Segundo o coordenador-geral de Meio Ambiente do Dnit, Jair Sarmento, houve consenso no governo sobre a importância das medidas contra o desmatamento. Para ele, a região estará mais protegida com a estrada do que sem ela.
- As unidades de conservação constituirão um cinturão de proteção da rodovia, para evitar ocupação desordenada.
Haverá estancamento do desmatamento. O risco de a região se degradar sem a estrada é maior. Onde não há a presença do Estado, chegam as frentes pioneiras e vão devastando tudo - diz.
O desafio é atender aos critérios ambientais sem atrasar a obra. Hoje, 30 técnicos do Dnit estão no local levantando informações para o Estudo de Impacto Ambiental e para o Relatório de Impacto ao Meio Ambiente (EIA/Rima), exigido pelo Ibama para a concessão de licença prévia. O texto fora entregue ao órgão em novembro do ano passado e considerado incompleto. Até meados de fevereiro, o Dnit espera devolver o EIA/Rima e começar a obra em julho.

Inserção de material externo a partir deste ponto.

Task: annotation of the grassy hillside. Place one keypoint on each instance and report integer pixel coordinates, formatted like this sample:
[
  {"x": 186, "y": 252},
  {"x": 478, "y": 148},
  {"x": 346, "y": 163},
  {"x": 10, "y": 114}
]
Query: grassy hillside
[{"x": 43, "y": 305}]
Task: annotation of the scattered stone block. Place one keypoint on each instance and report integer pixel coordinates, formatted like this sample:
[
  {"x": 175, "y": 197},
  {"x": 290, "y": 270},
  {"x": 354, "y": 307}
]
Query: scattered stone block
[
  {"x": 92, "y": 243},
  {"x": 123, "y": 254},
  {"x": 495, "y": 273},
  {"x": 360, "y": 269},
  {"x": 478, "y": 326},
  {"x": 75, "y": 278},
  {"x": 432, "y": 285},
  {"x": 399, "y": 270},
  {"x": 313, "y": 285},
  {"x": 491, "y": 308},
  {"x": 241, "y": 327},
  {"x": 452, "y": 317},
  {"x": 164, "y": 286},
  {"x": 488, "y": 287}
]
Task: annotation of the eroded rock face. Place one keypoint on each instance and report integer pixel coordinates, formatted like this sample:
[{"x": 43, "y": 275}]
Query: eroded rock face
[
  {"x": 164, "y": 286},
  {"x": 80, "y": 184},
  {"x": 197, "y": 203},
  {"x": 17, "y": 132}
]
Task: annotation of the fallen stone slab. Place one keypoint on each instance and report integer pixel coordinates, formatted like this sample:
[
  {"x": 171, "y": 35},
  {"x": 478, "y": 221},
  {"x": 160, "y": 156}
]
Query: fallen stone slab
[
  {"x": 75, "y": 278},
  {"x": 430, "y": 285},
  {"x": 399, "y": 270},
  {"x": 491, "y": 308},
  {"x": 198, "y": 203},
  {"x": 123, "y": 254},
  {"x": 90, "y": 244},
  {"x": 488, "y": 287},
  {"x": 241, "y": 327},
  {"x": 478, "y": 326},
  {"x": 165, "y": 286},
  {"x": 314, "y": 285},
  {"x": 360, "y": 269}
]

- Temos um tempo milimetrado em função da natureza da região. As águas começam a baixar em maio, e só se pode construir de junho até o fim de outubro. No ano que vem, teremos condições de concluir a estrada. A obra vai ser iniciada este ano - afirma Sarmento.
Para o diretor de licenciamento do Ibama, Sebastião Pires, é possível que isso aconteça, desde que toda a documentação seja apresentada e as condições ambientais, cumpridas.
- Depende mais do empreendedor do que da gente - diz.
Como as duas pontas da BR - cerca de 200 quilômetros próximos a Manaus e outros quase 200 quilômetros em Porto Velho - estão com o asfalto preservado, o licenciamento diz respeito aos 400 quilômetros entre essas extremidades.
O Dnit diz que comparou alternativas de transporte para ligar Porto Velho a Manaus e defende que a rodovia é uma vontade da população. Hoje, há duas opções para o escoamento de produção de Manaus para o centro do país e para o cidadão que deseja visitar um parente mais ao sul da região: de barco, viagem que leva de três a quatro dias, ou de avião, que não está ao alcance de todos.